The first step was the setting up of a Labour Department which ensured compliance with labour and minimum wages legislations. It was involved in negotiations and handling grievances and disputes. It was also used as a propaganda outlet to promote government’s activities and to show how much government cared for the well-being of workers, a move intended to counter the “agitation curéene”.
Then followed another major breakthrough. Described at that time as an “epoch-making event”, the introduction in 1938 of the Industrial Association Ordinance, in other words, the lawful existence of trade unionism, authorised the setting up of trade union organizations and gave workers – the first time in Mauritian history – the lawful right to strike after negotiations with employers had failed.

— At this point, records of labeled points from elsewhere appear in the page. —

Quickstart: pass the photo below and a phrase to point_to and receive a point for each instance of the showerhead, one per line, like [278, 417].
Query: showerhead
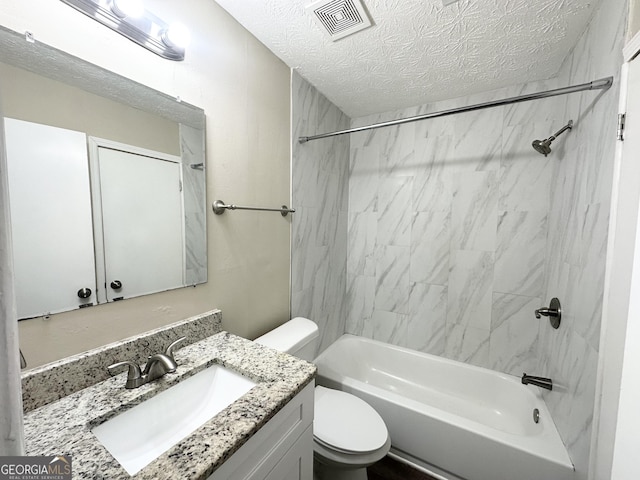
[544, 146]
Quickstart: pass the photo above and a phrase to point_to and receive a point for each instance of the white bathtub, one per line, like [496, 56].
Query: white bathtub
[454, 419]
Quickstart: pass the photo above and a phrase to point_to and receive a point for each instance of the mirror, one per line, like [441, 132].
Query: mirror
[85, 216]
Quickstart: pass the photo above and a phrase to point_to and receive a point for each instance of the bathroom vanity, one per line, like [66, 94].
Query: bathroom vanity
[264, 434]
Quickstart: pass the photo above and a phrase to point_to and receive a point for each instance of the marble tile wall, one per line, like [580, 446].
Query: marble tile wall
[320, 172]
[578, 221]
[195, 209]
[458, 230]
[448, 222]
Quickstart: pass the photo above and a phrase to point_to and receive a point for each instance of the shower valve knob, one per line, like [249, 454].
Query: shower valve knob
[554, 312]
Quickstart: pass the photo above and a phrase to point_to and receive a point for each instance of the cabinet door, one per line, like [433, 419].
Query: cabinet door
[297, 464]
[50, 218]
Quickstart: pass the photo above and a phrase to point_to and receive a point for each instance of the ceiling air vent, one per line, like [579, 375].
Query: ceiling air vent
[340, 17]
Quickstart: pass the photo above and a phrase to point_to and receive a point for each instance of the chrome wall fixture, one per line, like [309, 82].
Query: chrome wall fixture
[544, 146]
[601, 84]
[219, 207]
[129, 18]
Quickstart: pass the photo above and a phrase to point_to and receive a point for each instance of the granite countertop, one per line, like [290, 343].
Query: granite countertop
[64, 426]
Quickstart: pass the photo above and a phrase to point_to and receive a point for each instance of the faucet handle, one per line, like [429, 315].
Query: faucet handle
[134, 369]
[170, 349]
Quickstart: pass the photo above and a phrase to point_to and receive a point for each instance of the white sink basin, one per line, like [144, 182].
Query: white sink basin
[140, 435]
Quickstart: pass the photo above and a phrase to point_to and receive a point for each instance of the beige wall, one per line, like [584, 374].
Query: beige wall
[244, 90]
[27, 96]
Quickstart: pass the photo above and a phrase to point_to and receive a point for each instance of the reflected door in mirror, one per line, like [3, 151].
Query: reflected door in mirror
[142, 220]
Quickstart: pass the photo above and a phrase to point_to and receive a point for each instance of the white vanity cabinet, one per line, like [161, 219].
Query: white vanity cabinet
[281, 450]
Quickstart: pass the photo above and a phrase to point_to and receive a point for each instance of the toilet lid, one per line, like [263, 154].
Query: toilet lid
[347, 423]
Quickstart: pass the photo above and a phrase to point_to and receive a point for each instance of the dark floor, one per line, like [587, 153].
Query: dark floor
[390, 469]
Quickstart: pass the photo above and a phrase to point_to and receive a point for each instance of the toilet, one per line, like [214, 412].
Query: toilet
[348, 434]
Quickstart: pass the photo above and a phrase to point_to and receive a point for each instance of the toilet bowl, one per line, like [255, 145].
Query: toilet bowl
[348, 434]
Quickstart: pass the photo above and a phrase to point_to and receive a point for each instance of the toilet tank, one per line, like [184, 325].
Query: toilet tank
[297, 337]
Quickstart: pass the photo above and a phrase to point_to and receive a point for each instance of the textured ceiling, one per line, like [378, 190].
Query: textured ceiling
[418, 51]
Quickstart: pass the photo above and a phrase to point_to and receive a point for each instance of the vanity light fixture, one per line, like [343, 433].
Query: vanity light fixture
[129, 18]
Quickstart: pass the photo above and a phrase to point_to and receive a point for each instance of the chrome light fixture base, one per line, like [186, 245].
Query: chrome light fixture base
[147, 30]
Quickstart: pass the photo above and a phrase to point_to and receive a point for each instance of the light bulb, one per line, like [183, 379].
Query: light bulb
[177, 36]
[127, 8]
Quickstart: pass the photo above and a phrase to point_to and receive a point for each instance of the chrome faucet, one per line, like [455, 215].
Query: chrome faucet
[157, 366]
[537, 381]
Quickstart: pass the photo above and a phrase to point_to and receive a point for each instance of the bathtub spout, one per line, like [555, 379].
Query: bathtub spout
[537, 381]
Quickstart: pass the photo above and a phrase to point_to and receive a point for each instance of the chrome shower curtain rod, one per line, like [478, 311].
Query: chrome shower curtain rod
[601, 84]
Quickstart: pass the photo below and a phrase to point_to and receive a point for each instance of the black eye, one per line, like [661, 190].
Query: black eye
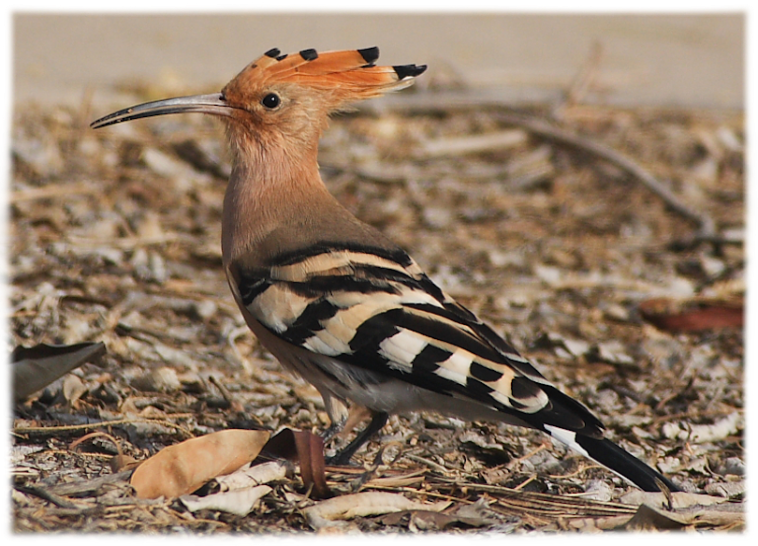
[271, 101]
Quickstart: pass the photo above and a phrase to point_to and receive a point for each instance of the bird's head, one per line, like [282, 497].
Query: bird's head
[284, 100]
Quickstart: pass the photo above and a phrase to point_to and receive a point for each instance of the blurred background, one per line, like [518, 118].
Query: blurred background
[681, 57]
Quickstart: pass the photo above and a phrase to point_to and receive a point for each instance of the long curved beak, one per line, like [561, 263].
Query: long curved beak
[205, 104]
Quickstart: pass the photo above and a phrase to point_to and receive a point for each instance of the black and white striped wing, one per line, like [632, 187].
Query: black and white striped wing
[377, 310]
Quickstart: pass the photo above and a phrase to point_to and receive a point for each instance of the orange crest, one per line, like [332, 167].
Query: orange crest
[347, 75]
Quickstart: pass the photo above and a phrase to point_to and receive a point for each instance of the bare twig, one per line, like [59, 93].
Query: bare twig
[706, 226]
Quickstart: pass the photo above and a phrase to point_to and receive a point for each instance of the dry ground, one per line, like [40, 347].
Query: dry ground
[114, 236]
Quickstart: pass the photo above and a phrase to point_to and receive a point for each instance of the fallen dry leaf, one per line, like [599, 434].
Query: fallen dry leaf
[239, 502]
[27, 370]
[364, 504]
[182, 468]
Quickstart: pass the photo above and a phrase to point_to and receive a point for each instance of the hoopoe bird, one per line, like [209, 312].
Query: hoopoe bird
[335, 300]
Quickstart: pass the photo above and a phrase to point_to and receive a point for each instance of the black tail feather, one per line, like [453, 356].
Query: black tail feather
[623, 463]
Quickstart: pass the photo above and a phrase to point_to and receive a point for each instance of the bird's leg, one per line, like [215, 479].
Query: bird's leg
[378, 420]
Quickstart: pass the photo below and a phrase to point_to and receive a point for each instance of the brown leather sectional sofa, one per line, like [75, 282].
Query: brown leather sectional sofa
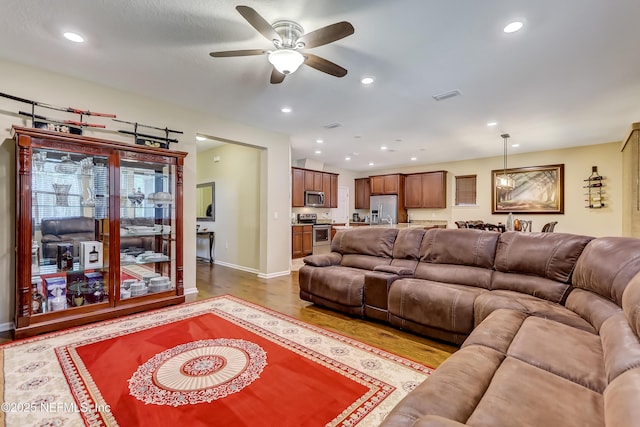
[548, 322]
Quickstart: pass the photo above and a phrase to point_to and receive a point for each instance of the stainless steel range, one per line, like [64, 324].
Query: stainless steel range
[321, 233]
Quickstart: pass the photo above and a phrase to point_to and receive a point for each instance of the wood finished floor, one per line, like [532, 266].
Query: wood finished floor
[281, 294]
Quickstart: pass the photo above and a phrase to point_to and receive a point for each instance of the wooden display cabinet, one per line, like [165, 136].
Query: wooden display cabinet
[362, 193]
[426, 190]
[99, 229]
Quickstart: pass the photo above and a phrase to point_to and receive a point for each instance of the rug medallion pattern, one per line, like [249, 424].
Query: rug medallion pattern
[49, 371]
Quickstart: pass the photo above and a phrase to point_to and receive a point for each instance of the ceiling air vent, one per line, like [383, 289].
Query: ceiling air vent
[446, 95]
[333, 125]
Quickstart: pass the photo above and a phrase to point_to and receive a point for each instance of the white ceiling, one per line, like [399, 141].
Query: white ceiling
[570, 77]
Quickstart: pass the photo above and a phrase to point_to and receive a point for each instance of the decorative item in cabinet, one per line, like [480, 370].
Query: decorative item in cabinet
[70, 236]
[595, 194]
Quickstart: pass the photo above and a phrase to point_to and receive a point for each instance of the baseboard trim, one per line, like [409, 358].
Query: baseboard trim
[272, 275]
[237, 267]
[192, 291]
[8, 326]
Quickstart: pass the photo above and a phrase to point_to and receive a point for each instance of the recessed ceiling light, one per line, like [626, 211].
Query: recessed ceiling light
[74, 37]
[513, 27]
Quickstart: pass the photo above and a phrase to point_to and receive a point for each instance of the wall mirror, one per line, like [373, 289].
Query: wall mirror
[206, 201]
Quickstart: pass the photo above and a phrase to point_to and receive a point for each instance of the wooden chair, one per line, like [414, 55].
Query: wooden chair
[500, 228]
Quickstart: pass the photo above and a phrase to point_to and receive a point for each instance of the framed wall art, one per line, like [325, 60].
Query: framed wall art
[536, 189]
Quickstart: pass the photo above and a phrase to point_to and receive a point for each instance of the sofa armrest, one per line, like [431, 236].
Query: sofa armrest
[323, 260]
[394, 269]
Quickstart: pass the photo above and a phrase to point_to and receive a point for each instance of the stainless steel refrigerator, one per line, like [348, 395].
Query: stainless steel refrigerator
[384, 209]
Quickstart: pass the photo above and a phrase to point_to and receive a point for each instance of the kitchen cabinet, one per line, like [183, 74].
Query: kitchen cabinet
[297, 187]
[309, 180]
[386, 184]
[98, 229]
[301, 240]
[330, 189]
[312, 180]
[426, 190]
[362, 193]
[630, 183]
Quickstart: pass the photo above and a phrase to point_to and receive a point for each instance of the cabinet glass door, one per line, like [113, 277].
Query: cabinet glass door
[147, 229]
[69, 261]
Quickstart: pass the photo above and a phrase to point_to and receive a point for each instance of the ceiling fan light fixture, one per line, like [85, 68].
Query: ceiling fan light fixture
[286, 61]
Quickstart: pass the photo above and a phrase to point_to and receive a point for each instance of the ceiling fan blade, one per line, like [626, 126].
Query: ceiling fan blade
[277, 77]
[327, 34]
[324, 65]
[259, 23]
[247, 52]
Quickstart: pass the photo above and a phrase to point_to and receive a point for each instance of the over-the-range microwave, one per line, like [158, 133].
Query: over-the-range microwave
[314, 199]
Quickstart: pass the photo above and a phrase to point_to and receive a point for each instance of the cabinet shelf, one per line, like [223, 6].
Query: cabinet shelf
[86, 192]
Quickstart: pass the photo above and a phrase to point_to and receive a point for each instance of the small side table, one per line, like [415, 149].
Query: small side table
[212, 237]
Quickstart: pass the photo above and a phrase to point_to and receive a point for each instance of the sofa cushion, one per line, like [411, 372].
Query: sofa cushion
[407, 244]
[475, 248]
[71, 225]
[607, 265]
[549, 255]
[536, 286]
[620, 345]
[631, 303]
[497, 330]
[341, 285]
[527, 396]
[621, 400]
[565, 351]
[365, 262]
[592, 307]
[438, 305]
[491, 301]
[323, 260]
[373, 241]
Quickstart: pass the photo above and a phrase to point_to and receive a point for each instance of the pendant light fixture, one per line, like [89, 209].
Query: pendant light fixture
[504, 182]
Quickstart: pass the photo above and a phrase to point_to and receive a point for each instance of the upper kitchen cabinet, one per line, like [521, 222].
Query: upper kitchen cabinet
[330, 190]
[630, 186]
[386, 184]
[309, 180]
[313, 180]
[426, 190]
[362, 193]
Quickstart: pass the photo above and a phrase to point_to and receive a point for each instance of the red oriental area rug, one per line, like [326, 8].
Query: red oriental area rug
[219, 362]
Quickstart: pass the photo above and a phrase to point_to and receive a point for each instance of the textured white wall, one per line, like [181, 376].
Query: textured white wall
[40, 85]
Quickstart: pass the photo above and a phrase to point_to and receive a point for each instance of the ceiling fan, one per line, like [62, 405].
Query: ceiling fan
[288, 37]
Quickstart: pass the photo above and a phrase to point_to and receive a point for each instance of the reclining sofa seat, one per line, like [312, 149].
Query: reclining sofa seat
[522, 369]
[455, 268]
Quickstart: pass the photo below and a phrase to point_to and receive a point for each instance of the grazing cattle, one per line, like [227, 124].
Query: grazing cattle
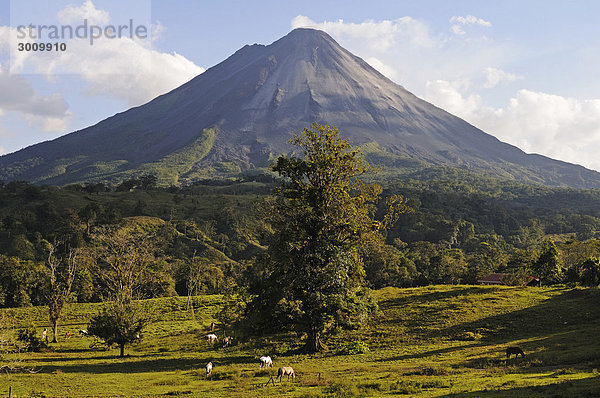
[514, 350]
[286, 371]
[266, 362]
[211, 338]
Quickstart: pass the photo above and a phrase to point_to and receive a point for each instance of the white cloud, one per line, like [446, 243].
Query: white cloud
[559, 127]
[471, 20]
[73, 14]
[47, 112]
[121, 68]
[496, 76]
[460, 22]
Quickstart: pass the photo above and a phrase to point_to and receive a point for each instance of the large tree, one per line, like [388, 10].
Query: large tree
[321, 214]
[60, 281]
[126, 255]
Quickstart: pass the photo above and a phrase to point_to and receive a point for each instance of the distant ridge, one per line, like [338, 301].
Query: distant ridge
[238, 115]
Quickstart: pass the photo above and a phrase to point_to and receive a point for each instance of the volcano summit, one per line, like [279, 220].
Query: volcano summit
[239, 114]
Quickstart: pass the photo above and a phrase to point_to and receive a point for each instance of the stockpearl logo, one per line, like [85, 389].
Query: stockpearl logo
[52, 39]
[82, 31]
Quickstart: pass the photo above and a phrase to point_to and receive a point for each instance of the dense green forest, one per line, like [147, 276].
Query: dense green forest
[205, 237]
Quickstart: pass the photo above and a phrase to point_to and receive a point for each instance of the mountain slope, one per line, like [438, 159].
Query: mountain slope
[240, 113]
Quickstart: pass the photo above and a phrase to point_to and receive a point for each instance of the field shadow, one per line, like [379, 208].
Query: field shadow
[133, 364]
[562, 312]
[589, 387]
[430, 353]
[434, 296]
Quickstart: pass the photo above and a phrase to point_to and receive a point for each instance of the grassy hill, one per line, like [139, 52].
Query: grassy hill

The introduction of trade unionism in Mauritius was a “milestone in colonial labour law”. Because at that point, historians Croucher and McIlroy wrote, “few colonial governments and none in the African colonial dependencies had legislated on the subject”. Trade unionism in Mauritius is a legacy bequeathed to successive generations by the founding fathers of the Labour party.
The Labour Party and trade unionism looked very much like twins, hard to dissociate, if at all. Curé expressed that sentiment in his address at the inauguration of the Plantation Workers’ House in 1963. He said “l’histoire du syndicalisme à Maurice se confond à tel point avec l’histoire du Parti Travailliste qu’en évoquant celle là, il ne m’est pas possible de ne pas faire une brève incursion dans celle-ci”.
Another milestone in the social history of Mauritius was the introduction of the old-age pension. The proposal first announced in the Labour party’s manifesto met with the approval of Governor Bede Clifford. The proposed pension scheme was to be opened to “all sections of the population”. A committee chaired by the Governor himself and in which sat the Procureur-Général, Charles Hooper and the Director of Labour, Edward Twining made recommendations in 1941 to the Colonial office where Major Orde-Browne, the Labour Adviser to the Secretary of state for colonies, Arthur Creech-Jones, pulled all his weight in bringing the project to a satisfactory conclusion. From the late 1940s, payment of old-age pension became a reality. Encrusted deep in the social security system of Mauritius since many decades, old-age pension had today become a decisive factor in general elections.
That was the Labour party of 1936. It forced basic welfare reforms through mass mobilisation and set the foundation of the welfare state in Mauritius.